Es una de esas noches que parecen estirarse infinitamente. Un viernes a las 02:51 am, mientras el mundo se embriaga de música y copas, mientras algunos se entregan a los placeres del momento o simplemente disfrutan de una taza de té en soledad, yo estoy aquí, atrapado en una tormenta de inquietudes.
La noche tiene una manera peculiar de agudizar las preocupaciones. Las inquietudes se vuelven monstruos voraces, gritan y rugen con una fuerza que no puedo ignorar, ni siquiera con toda mi fuerza de voluntad. Mi mente, siempre tan caprichosa, convierte lo simple en caos. Un par de pensamientos, un par de palabras, y de pronto mi Coca-Cola se convierte en una burla de sí misma.
Pero aquí está la noche, el silencio, una especie de compañía tranquilizadora. La oscuridad y el viento fresco, que alivia mis manos sudorosas, parecen calmar un poco mi tormenta interior. Es un refugio temporal donde las inquietudes se desvanecen, aunque solo sea por un rato. Sin embargo, no puedo evitar sentir que falta algo. Un vacío inexplicable, un miedo a enfrentar mis propios problemas que persiste, a pesar de que no encuentro razones claras para terminar con estas noches.

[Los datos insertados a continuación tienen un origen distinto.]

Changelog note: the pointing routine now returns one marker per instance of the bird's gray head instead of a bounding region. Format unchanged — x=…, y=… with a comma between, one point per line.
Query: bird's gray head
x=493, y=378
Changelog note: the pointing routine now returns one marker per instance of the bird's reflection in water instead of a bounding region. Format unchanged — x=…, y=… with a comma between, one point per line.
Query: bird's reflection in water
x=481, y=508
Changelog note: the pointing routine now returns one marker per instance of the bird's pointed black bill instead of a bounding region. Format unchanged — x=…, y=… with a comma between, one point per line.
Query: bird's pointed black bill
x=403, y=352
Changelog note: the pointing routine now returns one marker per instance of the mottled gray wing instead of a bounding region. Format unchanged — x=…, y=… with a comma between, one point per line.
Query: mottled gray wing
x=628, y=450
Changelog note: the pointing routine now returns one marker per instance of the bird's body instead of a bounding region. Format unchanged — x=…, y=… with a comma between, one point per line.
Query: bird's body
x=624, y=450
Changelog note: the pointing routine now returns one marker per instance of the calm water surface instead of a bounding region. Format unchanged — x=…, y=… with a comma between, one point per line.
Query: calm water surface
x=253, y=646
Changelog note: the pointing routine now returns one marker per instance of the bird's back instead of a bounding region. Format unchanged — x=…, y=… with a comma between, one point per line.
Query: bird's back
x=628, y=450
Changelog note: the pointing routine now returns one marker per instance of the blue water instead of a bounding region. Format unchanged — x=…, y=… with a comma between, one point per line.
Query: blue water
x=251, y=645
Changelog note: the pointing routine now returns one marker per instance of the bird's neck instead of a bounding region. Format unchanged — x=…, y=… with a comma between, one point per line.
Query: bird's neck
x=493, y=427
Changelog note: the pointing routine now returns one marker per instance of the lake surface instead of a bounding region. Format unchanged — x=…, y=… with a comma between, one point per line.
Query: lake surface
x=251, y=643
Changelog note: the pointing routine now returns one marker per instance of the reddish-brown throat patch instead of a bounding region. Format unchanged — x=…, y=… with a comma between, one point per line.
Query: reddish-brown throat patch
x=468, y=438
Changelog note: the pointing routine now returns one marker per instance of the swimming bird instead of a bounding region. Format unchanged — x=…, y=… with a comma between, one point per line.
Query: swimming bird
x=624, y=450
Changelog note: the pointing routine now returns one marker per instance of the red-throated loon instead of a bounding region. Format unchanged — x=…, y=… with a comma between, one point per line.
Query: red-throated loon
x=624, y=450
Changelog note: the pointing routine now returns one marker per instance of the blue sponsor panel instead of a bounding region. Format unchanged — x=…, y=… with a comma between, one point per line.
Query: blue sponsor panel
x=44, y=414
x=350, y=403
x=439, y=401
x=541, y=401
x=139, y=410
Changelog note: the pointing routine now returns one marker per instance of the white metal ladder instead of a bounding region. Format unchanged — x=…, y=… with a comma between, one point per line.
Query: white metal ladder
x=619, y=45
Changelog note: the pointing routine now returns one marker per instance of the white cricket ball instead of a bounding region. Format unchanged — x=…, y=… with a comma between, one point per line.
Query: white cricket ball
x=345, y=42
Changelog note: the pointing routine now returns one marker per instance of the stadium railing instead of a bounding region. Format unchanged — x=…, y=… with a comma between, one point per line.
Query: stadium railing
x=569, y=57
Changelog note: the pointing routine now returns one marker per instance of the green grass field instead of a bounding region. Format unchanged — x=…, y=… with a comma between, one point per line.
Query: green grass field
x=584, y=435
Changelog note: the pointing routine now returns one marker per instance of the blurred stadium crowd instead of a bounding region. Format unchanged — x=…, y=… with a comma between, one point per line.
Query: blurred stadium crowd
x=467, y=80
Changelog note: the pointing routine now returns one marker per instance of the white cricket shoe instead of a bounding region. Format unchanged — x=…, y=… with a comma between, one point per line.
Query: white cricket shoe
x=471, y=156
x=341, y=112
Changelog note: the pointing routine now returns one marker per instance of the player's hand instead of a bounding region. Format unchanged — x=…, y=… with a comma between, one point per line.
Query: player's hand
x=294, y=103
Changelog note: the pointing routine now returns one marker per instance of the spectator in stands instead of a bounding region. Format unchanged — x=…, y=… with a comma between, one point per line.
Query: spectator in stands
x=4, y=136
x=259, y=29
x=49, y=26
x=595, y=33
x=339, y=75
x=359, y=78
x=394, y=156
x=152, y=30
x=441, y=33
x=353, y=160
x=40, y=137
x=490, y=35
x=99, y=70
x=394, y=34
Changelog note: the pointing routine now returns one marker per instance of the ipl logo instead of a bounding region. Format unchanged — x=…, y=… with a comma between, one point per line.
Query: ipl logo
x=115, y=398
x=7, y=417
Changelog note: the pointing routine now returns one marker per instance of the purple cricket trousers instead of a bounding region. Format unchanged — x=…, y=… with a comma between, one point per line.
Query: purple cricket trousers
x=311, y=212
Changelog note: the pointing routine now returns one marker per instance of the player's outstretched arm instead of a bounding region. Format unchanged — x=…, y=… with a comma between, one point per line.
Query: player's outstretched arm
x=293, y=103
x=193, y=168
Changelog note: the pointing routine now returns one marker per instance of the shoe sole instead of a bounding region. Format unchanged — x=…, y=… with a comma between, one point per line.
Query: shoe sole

En este pequeño rincón de la madrugada, la paz es escasa. En el poco tiempo que llevo en este mundo, raramente encuentro más tranquilidad durante el día que durante la noche, y las inquietudes siempre están ahí, molestando, esperando a que mi mente encuentre alguna solución mágica.
Quiero caminar hacia el futuro con la esperanza de encontrar una paz duradera, pero por ahora, lo único que queda al amanecer es el rastro de esas inquietudes, una marca de lo duro que es la vida. Sin embargo, hay algo que ilumina mi camino en medio de la oscuridad: ver a mi hija al día siguiente. Es lo que le da sentido a la noche y me recuerda que, a pesar de todo, hay belleza en cada amanecer.